Thursday, October 16, 2008

Day One-hundred-and-eight: Wow! What a moon!

Tonight was my second Pacifica Toastmaster Club meeting, although my first one as a member. I'm already scheduled, next week, for my first speech, the Ice Breaker. I need to read more about it but in general it is supposed to be about me.

This perpetuates a phenomenon that I've noticed in several other venues. When I was young, entering 11 different schools in K-12, everyone in the new school would know my name and I wouldn't know anyone. This developed into a problem for me that exists yet today, I have a problem remembering names, particularly of people I've just met. In fact, when I was in high school, people would walk by me and say "Hi [my name]" and I would respond "Hello, hello."

In the business venue, the use of email to manage projects has resulted in subsequent hires onto growing projects missing out on significant portions of project history that were sent out to a distribution list that couldn't have included them. This is why blogs are making inroads in Corporate America as well. This contributes to yet another phenomenon, which by writing this Life after Layoff blog I am contributing to: an inundation of information. There's just too much to read.
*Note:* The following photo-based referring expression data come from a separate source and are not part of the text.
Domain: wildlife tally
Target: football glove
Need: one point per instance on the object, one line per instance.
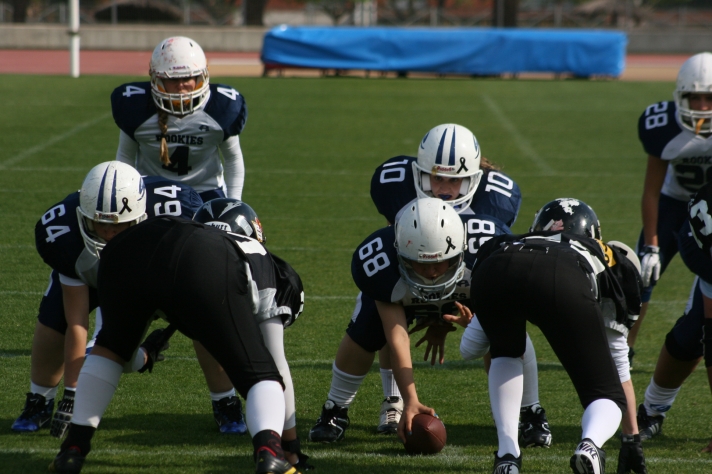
(63, 416)
(650, 265)
(630, 457)
(154, 345)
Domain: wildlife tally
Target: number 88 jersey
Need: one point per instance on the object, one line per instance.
(59, 241)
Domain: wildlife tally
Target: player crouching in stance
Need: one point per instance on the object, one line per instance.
(198, 279)
(408, 272)
(561, 273)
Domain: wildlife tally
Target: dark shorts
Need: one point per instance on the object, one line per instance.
(553, 291)
(196, 277)
(51, 312)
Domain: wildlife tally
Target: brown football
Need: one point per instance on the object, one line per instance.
(429, 435)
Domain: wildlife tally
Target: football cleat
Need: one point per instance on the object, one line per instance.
(648, 426)
(588, 458)
(269, 463)
(534, 427)
(228, 415)
(36, 414)
(63, 415)
(507, 464)
(391, 411)
(68, 460)
(331, 425)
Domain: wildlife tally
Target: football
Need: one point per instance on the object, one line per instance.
(429, 435)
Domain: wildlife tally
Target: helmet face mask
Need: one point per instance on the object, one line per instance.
(695, 77)
(430, 231)
(231, 215)
(112, 193)
(567, 215)
(179, 57)
(450, 151)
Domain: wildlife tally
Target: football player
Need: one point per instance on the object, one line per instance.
(178, 124)
(449, 166)
(281, 299)
(560, 278)
(676, 135)
(200, 280)
(69, 238)
(576, 217)
(690, 339)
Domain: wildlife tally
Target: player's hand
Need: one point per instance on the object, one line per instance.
(462, 318)
(435, 336)
(409, 411)
(650, 265)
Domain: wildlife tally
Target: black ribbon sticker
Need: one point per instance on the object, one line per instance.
(125, 202)
(462, 165)
(448, 240)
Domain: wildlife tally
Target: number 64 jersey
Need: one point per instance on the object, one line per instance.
(59, 240)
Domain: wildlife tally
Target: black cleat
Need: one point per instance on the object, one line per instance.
(69, 460)
(331, 425)
(36, 414)
(534, 427)
(648, 426)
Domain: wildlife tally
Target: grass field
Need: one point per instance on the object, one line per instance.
(310, 148)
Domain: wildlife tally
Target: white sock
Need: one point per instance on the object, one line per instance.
(343, 386)
(388, 381)
(215, 396)
(97, 383)
(659, 400)
(47, 392)
(505, 389)
(530, 395)
(600, 421)
(264, 407)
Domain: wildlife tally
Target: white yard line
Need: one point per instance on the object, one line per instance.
(519, 139)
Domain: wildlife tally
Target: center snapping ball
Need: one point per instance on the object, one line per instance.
(428, 435)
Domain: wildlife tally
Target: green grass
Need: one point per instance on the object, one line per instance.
(310, 147)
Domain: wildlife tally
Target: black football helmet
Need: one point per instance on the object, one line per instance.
(567, 215)
(231, 215)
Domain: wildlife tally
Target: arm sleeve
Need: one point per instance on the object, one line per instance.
(234, 166)
(128, 148)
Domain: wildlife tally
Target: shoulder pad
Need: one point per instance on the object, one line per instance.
(131, 105)
(57, 237)
(166, 197)
(228, 108)
(392, 186)
(374, 265)
(498, 196)
(657, 126)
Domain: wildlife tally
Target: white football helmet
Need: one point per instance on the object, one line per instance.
(449, 150)
(173, 58)
(112, 193)
(430, 231)
(695, 76)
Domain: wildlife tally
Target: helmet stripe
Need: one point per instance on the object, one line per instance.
(439, 154)
(451, 161)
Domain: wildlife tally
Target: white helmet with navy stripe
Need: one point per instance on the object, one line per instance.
(112, 193)
(452, 151)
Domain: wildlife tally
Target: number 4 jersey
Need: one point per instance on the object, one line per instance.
(193, 139)
(59, 240)
(689, 155)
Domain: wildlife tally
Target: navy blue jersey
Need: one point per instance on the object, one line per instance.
(393, 186)
(58, 238)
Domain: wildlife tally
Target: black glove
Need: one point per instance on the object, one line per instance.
(631, 457)
(154, 345)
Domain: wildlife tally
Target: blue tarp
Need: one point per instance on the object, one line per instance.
(477, 51)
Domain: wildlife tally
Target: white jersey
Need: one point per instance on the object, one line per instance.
(689, 155)
(194, 141)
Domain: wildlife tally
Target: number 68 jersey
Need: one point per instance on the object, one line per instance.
(59, 240)
(374, 268)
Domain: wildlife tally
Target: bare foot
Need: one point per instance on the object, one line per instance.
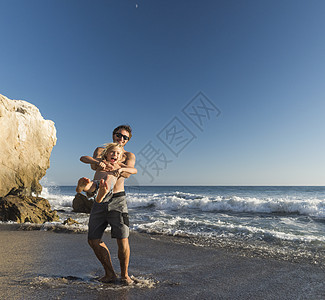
(82, 183)
(108, 279)
(102, 191)
(127, 280)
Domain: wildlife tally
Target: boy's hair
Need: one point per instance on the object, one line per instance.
(125, 127)
(109, 147)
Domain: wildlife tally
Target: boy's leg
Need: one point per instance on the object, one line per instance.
(86, 185)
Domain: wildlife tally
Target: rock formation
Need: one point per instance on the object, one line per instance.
(26, 142)
(23, 209)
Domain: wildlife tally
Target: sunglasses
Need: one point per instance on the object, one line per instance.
(120, 135)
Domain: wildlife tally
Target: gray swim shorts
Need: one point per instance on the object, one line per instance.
(101, 217)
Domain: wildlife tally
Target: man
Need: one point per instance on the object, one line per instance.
(113, 209)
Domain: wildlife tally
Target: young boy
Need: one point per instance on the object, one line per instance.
(108, 170)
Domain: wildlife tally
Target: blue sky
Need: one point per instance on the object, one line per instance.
(92, 65)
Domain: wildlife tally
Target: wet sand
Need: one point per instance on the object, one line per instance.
(48, 265)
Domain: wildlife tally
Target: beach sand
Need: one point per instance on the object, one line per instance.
(48, 265)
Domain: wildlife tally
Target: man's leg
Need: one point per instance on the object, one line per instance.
(104, 257)
(105, 187)
(124, 257)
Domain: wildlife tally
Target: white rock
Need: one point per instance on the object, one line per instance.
(26, 142)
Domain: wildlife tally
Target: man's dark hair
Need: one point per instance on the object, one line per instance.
(125, 127)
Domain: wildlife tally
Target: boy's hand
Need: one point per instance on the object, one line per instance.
(102, 165)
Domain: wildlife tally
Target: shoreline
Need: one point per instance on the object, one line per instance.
(48, 264)
(258, 249)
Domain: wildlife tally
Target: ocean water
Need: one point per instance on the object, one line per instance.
(274, 220)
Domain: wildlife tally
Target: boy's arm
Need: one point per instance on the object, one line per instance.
(94, 162)
(96, 155)
(129, 164)
(127, 171)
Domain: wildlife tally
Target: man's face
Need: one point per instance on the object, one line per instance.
(121, 137)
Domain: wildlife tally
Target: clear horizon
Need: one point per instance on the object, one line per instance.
(226, 93)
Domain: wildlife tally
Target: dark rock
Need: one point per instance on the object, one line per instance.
(81, 203)
(23, 209)
(70, 221)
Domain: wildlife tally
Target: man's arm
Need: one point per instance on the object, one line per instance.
(97, 155)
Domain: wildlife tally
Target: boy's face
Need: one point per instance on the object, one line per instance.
(114, 155)
(121, 137)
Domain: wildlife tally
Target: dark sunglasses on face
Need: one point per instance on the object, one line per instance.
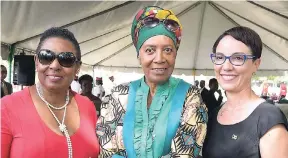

Speaking of Life after Layoff, I was really doubting that I would be able to fit in my tag line into every entry. I have put those doubts to bed. In fact, if you read my last two entries and now this one, I have managed to fit two tag lines into the entry.

Coming back from Toastmasters I saw this wonderful moon just after it came up. Not only was it an oval shape that I think is more interesting than even a full moon, particularly when it is at the exact point of having difficulty determining which side is being added to or dropped, but the atmospheric magnification while it was close to the horizon made it huge. It must be at least 2,000 miles in diameter. When I got to my house deeper in the canyon, I couldn't see it as it hadn't yet made it over the nearer hills.

But what it made me realize is that I am not getting out enough. Now, at a time I can take off and see an ocean sunset, I haven't. When Marilyn and I toured the Chabot Observatory, which included people making their own telescopes and I thought what a great hobby, I didn't. I've been too reserving, preserving my availability. Now that I've broken through that barrier with Toastmasters, even though I will be gone for up to six weeks, missing at least four meetings, I'm eager to see what other opportunities exist. I'll let you know in this blog what I decide to do.